The ban on petrol and diesel cars set for 2030 might be anticipated earlier as a green think tank predicts that British motorists will halt their purchases of internal combustion engine vehicles in 2028/29. New AutoMotive, a forward-thinking research organization, suggests this shift based on its data analysis of vehicle registrations and evolving trends. However, industry experts raise questions about the current sales landscape and the true appetite for electric vehicles (EVs) among private buyers.
Accelerating EV Adoption
New AutoMotive’s Electric Car Count (ECC) report examines present registrations and patterns to project the trajectory of EV demand. Recent data indicates an 8 percentage point drop in petrol car registrations in July, accompanied by a staggering 90% surge in electric car sales. This is in line with the long-term decline in petrol car popularity since 2019. Notably, diesel car demand has significantly decreased from its peak in 2016. The think tank asserts that consumer preferences will virtually end the era of petrol and diesel vehicles by 2028/29.
A Lack of Available EVs: The Hurdle
Ben Nelmes, CEO of New AutoMotive, suggests that the absence of adequate EV options is the primary barrier deterring drivers from embracing battery-powered cars more widely. He contends that the ongoing discussion around the government’s 2030 target for banning combustion engines might become less relevant due to consumers’ growing inclination towards electric options.
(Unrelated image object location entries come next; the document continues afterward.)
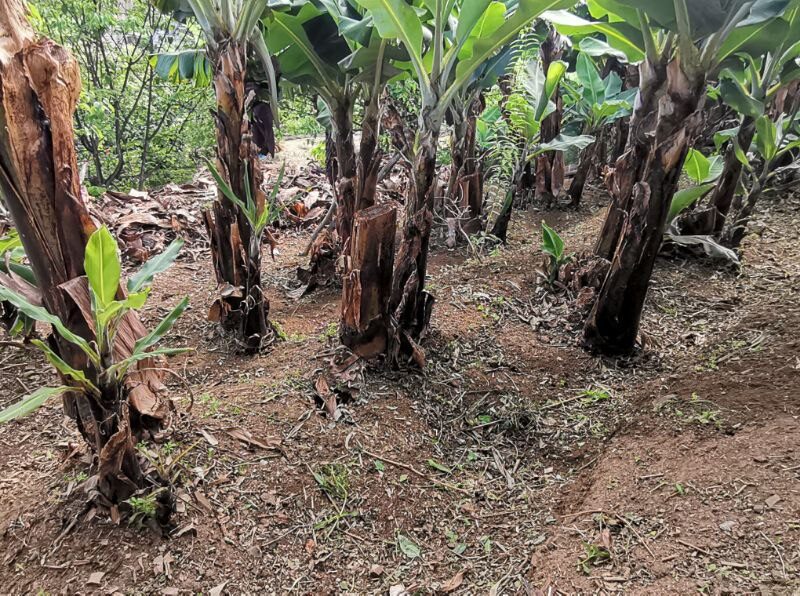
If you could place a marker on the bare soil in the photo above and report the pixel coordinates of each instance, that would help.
(515, 463)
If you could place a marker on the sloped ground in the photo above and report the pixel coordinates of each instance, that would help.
(494, 471)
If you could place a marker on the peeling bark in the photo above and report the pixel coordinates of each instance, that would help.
(242, 308)
(39, 180)
(410, 304)
(613, 323)
(630, 167)
(366, 324)
(585, 162)
(465, 187)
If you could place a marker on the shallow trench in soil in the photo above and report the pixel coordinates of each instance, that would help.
(515, 463)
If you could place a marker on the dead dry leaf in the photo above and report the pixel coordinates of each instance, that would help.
(454, 582)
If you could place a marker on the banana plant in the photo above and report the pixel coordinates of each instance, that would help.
(39, 90)
(15, 273)
(232, 30)
(750, 85)
(596, 102)
(704, 172)
(465, 185)
(526, 109)
(331, 49)
(553, 247)
(102, 387)
(681, 43)
(444, 54)
(774, 140)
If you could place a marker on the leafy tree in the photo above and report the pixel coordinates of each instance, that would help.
(750, 82)
(39, 87)
(131, 127)
(231, 30)
(774, 140)
(597, 102)
(526, 108)
(101, 389)
(682, 42)
(330, 49)
(443, 65)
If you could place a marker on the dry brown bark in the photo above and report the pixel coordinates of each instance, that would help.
(629, 168)
(369, 154)
(585, 162)
(410, 304)
(242, 307)
(613, 323)
(39, 180)
(366, 324)
(711, 220)
(465, 186)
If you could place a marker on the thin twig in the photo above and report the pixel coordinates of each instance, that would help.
(408, 467)
(777, 551)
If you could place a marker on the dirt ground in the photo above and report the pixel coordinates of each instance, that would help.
(515, 463)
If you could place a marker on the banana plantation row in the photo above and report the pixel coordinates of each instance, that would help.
(688, 106)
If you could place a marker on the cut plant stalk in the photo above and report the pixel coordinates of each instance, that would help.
(39, 88)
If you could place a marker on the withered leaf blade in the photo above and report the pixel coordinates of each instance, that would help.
(246, 437)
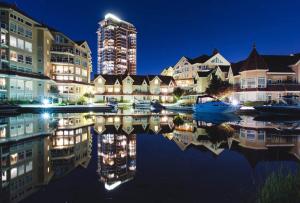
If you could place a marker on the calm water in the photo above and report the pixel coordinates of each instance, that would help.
(142, 158)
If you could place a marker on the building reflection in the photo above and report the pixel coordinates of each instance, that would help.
(256, 140)
(117, 144)
(24, 151)
(71, 143)
(36, 149)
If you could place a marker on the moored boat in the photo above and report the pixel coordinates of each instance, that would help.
(209, 104)
(9, 108)
(287, 106)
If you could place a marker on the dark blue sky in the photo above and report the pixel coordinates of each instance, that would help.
(168, 30)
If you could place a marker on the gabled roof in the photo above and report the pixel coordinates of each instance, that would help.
(25, 74)
(15, 7)
(281, 63)
(199, 59)
(202, 74)
(271, 63)
(254, 62)
(112, 79)
(224, 68)
(139, 79)
(236, 67)
(166, 80)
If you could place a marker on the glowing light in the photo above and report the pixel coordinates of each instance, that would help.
(46, 116)
(46, 102)
(235, 102)
(112, 186)
(112, 16)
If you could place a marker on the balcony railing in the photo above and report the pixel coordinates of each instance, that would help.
(271, 87)
(62, 60)
(63, 50)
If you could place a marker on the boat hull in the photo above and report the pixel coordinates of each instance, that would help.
(278, 110)
(214, 108)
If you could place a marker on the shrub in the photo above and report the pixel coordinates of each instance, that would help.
(280, 187)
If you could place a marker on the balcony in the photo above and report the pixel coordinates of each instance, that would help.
(62, 60)
(62, 50)
(3, 44)
(4, 58)
(292, 86)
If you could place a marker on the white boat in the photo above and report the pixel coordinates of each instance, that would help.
(9, 108)
(142, 104)
(180, 107)
(286, 106)
(209, 104)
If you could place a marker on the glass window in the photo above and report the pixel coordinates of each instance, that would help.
(77, 71)
(20, 44)
(13, 27)
(28, 60)
(28, 86)
(261, 82)
(28, 33)
(84, 73)
(28, 46)
(13, 41)
(29, 166)
(13, 173)
(20, 30)
(251, 83)
(13, 56)
(20, 58)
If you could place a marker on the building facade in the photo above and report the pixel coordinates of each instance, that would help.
(21, 75)
(71, 66)
(265, 77)
(35, 58)
(188, 72)
(116, 46)
(134, 87)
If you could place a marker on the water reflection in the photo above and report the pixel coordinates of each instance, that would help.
(37, 149)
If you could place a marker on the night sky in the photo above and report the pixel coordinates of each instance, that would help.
(168, 30)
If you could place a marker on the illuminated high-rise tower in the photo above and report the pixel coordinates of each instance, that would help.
(116, 46)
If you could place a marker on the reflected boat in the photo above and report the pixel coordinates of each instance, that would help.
(287, 106)
(215, 118)
(209, 104)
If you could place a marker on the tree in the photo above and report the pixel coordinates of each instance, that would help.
(89, 95)
(217, 87)
(53, 90)
(178, 92)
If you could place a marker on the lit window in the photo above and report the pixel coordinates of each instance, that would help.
(28, 60)
(13, 41)
(28, 46)
(13, 173)
(28, 33)
(20, 58)
(13, 56)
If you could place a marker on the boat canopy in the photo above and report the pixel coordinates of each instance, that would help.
(205, 98)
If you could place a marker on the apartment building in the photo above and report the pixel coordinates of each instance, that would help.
(21, 76)
(134, 87)
(71, 144)
(185, 71)
(36, 57)
(265, 77)
(116, 46)
(71, 66)
(24, 152)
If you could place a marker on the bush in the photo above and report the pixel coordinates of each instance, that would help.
(217, 87)
(178, 121)
(254, 103)
(280, 187)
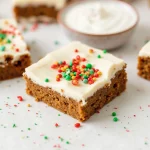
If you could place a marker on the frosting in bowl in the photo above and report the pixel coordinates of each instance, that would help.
(100, 17)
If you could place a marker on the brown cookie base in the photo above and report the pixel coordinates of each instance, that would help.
(11, 70)
(35, 11)
(144, 67)
(71, 106)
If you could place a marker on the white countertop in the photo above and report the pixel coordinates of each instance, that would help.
(131, 132)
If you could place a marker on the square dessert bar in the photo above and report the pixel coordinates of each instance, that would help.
(14, 53)
(76, 79)
(144, 62)
(37, 10)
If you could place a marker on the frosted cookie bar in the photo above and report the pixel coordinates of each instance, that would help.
(76, 79)
(37, 10)
(144, 62)
(14, 53)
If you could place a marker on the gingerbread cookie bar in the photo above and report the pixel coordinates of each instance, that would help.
(14, 53)
(78, 83)
(144, 62)
(37, 10)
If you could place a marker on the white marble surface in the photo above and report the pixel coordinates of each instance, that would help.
(131, 132)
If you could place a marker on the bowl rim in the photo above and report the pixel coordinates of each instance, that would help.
(62, 22)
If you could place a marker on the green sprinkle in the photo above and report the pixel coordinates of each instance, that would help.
(104, 51)
(85, 81)
(46, 80)
(67, 142)
(68, 77)
(113, 114)
(89, 66)
(2, 48)
(64, 74)
(99, 56)
(115, 119)
(45, 137)
(68, 71)
(2, 36)
(75, 73)
(14, 125)
(8, 41)
(71, 63)
(85, 77)
(91, 71)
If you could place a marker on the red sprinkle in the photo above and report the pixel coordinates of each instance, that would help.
(75, 82)
(57, 79)
(56, 124)
(17, 50)
(77, 125)
(76, 51)
(20, 98)
(34, 27)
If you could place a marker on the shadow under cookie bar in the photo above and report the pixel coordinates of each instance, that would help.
(144, 67)
(39, 13)
(9, 69)
(71, 106)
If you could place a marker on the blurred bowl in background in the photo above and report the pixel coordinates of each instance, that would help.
(103, 41)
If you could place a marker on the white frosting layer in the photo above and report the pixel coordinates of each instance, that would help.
(58, 4)
(33, 19)
(100, 17)
(145, 51)
(41, 70)
(17, 46)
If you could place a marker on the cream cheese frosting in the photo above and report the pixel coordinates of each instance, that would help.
(11, 41)
(100, 17)
(145, 51)
(58, 4)
(107, 64)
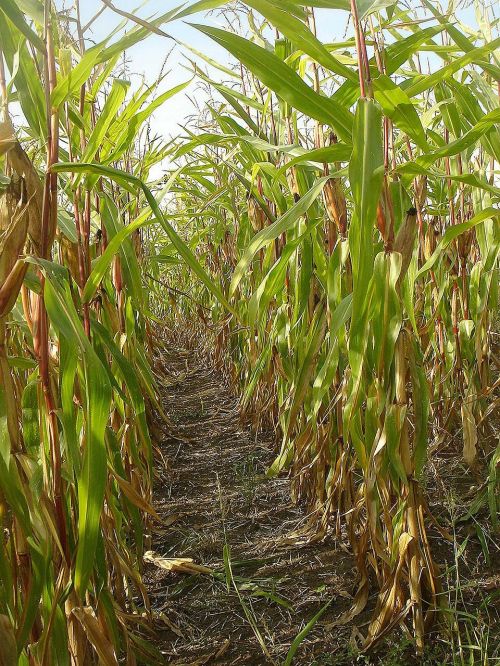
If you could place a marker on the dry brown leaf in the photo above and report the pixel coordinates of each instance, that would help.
(470, 433)
(173, 627)
(176, 564)
(8, 646)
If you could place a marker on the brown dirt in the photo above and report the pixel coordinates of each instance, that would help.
(212, 487)
(211, 493)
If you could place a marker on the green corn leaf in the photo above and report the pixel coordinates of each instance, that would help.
(275, 74)
(454, 232)
(268, 234)
(177, 241)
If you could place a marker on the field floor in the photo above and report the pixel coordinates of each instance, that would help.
(213, 497)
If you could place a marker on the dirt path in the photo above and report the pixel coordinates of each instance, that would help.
(211, 489)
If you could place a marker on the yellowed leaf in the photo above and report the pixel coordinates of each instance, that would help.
(96, 636)
(176, 564)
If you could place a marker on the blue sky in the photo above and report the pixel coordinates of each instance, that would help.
(146, 59)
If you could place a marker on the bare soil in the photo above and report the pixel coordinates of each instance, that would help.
(213, 497)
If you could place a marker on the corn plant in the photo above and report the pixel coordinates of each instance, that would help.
(345, 202)
(76, 385)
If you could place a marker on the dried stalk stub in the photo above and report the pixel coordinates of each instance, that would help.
(335, 204)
Industry Voices: A Reality Check
Despite New AutoMotive’s optimism, industry insiders provide a more nuanced view. Some point out that the current surge in EV registrations is skewed by fleet and business sales driven by favorable subsidies. Private consumer demand for electric cars remains a concern due to various obstacles, including a lack of charging infrastructure and higher price points.
Growth and Challenges in the EV Landscape
The latest registration data reveals Tesla’s dominance in the EV market, with its Model Y accounting for 17% of all electric car sales. MG has also witnessed substantial growth, doubling its sales in the first seven months of 2023. However, battery-powered vans and electric motorbikes face challenges in achieving similar market share due to factors like grant reductions and infrastructure limitations.
HGVs and Policy Framework
While electric heavy goods vehicles (HGVs) show promise with a record number of registrations in July, New AutoMotive’s ECC emphasizes the need for a dedicated policy framework to sustain this momentum.
Conclusion: A Fast-Changing Landscape
The UK’s automotive landscape is undergoing a rapid transformation, driven by increasing EV adoption. New AutoMotive’s projections signal a potential acceleration in the shift away from traditional combustion engine vehicles. However, the challenges of infrastructure, pricing, and policy must be addressed to ensure a smooth transition towards a greener future on Britain’s roads.